Her house is big, with a lake and stuff, but she keeps longing for the other one. My aunt saves money from time to time and goes to Colombia or New York for a weekend. She doesn’t know France, but already knows what tacos taste like. She has learned to buy without cash and knows what Rabanne smells like. For years now she hasn’t waited in a line. My aunt is taking advantage of the time. My mother and grandmother won’t be able to do that if I don’t hurry.

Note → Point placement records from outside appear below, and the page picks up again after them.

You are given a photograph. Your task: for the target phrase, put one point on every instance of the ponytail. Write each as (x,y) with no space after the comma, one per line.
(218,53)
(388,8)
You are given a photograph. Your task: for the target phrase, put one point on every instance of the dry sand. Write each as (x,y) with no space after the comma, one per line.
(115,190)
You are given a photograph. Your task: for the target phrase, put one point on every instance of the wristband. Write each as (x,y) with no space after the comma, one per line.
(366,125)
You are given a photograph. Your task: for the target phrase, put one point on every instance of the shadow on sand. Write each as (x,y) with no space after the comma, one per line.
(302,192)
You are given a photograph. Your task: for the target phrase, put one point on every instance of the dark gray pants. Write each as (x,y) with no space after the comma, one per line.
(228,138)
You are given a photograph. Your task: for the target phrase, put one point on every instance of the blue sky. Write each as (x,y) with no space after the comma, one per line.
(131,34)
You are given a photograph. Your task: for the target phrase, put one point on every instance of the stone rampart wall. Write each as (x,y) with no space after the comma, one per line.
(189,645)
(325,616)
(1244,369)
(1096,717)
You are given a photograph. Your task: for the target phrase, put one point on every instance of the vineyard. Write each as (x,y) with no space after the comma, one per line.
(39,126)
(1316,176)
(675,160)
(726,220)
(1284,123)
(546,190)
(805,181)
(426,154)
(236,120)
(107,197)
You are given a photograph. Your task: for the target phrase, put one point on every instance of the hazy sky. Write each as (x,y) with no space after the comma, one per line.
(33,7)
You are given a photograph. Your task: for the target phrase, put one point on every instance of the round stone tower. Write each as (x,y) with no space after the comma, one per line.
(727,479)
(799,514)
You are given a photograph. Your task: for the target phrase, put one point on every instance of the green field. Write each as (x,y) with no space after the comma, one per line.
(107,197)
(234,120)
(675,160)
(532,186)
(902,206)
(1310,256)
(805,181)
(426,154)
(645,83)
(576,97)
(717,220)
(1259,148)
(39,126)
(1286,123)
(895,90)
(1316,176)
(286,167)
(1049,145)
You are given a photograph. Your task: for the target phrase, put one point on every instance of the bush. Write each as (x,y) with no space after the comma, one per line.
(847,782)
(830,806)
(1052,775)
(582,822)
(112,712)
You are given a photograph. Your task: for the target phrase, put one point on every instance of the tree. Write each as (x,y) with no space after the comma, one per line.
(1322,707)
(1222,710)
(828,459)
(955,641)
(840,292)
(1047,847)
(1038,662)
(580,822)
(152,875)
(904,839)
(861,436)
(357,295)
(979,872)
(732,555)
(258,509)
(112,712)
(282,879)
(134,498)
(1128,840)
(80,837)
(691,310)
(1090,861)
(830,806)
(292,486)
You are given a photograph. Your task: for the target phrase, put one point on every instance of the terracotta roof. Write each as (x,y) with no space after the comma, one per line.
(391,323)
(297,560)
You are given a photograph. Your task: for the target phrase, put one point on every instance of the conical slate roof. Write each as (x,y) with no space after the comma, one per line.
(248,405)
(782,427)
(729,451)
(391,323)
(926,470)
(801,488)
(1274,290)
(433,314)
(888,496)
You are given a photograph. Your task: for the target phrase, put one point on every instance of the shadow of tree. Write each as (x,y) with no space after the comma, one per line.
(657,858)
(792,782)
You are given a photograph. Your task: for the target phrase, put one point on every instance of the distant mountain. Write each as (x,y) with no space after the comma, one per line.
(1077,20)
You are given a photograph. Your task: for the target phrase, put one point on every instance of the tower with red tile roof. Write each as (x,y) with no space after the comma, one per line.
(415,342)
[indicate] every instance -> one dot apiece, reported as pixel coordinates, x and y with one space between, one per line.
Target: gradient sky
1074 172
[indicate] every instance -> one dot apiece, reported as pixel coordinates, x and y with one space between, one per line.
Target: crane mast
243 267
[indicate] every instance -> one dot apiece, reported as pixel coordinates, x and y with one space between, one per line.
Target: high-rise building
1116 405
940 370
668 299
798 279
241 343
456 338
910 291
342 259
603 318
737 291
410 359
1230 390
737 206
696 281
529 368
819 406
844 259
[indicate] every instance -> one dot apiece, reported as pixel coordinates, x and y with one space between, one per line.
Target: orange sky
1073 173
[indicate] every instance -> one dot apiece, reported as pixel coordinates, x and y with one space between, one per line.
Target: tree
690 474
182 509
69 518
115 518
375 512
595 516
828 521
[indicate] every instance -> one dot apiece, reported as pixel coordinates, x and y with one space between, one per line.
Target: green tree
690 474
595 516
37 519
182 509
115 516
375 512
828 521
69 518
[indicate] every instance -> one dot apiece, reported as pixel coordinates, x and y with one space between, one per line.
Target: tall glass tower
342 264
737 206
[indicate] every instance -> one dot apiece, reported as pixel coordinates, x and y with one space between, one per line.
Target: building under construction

The woman with the varicose legs looks in through the door of the pharmacy and asks for medicinal soap. She buys nothing and goes up the street. Then it is my turn. There are two clerks. The one assisting me takes a long time to find the cipro on the shelves. The other one is on the phone all the time. There is rock and roll on the radio Iguess. I get the two blisters and pay.

“Do you know when the ciprofloxacin will be supplied again?”

-No idea.

On my way home, in the Wi-Fi park, the “Grandparents club” practices Tai Chi, formed in a square. They move slowly, at the pace indicated by the trainer. My grandmother doesn’t have time for those things. At 80 years old she gets up every day to wash clothes for money. She cannot live at that slow pace. Her pension or the little money we can give her are not enough to make ends meet. She doesn’t have any guarantees or security. Not a single penny saved. She has been working since she was a child, but her work wasn’t worth anything.

It is scary to think of growing old in this country.